/mha_manager_consul

Automatic failover mysql with consul

Primary LanguagePerlMIT LicenseMIT

mha_manager_consul

Auto failover mysql with masterha_manager based on consul cluster to avoid network instability.

Dependency

perl-libwww-perl
perl-JSON
perl-Config-IniFiles

Background

We often don't use masterha_manager to make a auto mysql failover, because of the network instability(switch, cable or network card), for example, restart the host network card which the masterha_manager running on, then we know the MySQL is alive. From this aspect, we cannot determine whether MySQL master is dead or not depend only 1 check point.

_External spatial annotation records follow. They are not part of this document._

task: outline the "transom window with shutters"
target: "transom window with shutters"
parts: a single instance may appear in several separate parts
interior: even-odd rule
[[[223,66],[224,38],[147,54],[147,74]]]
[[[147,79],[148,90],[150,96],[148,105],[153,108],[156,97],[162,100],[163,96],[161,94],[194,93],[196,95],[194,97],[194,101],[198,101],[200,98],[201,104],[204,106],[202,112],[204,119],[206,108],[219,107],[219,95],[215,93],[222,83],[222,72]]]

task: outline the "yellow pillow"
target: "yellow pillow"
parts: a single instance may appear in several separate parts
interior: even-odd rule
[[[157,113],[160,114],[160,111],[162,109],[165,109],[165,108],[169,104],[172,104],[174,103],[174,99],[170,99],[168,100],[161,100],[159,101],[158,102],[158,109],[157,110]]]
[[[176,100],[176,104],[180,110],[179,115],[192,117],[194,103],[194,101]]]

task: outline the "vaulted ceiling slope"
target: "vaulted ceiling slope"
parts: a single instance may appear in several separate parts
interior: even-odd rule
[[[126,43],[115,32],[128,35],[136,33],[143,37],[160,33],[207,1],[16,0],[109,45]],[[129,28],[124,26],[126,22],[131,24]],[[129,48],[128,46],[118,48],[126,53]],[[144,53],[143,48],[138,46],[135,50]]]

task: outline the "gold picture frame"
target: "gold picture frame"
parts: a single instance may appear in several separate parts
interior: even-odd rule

Fortunately, We can use consul cluster features to check mysql health with multi point, when the problem check point greater than half consul servers, we think the MySQL master is abnormal. such as the following structure:


       <checkmysql>         <checkmysql>         <checkmysql>
            |                   |                     |
       +---------+          +---------+          +---------+
       | consul1 |          | consul2 |          | consul3 |
       +---------+          +---------+          +---------+
                  \             |               /
                   \            |              /
                    \           |             /
                     \          |            /
                     +----------------------+
                     |   consul cluster     |
                     +----------------------+
                                |
                                |
                     +----------------------+  watch
                     | consul-template      | -------> < mysqlxxx.tpl >  ---> <mysqlxxx.conf>
                     +----------------------+
                                                                                    |
                                                                                    | changed
                                                                                    |
                                                                        +--------------------------+  
                                                                        | masterha_manager_consul  |
                                                                        +--------------------------+

The checkmysql is deployed on every consul server, this means we have multi points to check whether the MySQL master is abnomal or not, if MySQL is ok, checkmysql will set the key mysql/mysqlxxxx/node-consul with value 1, otherwise set the value 0, where node-consul default value is the hostname that consul server running on.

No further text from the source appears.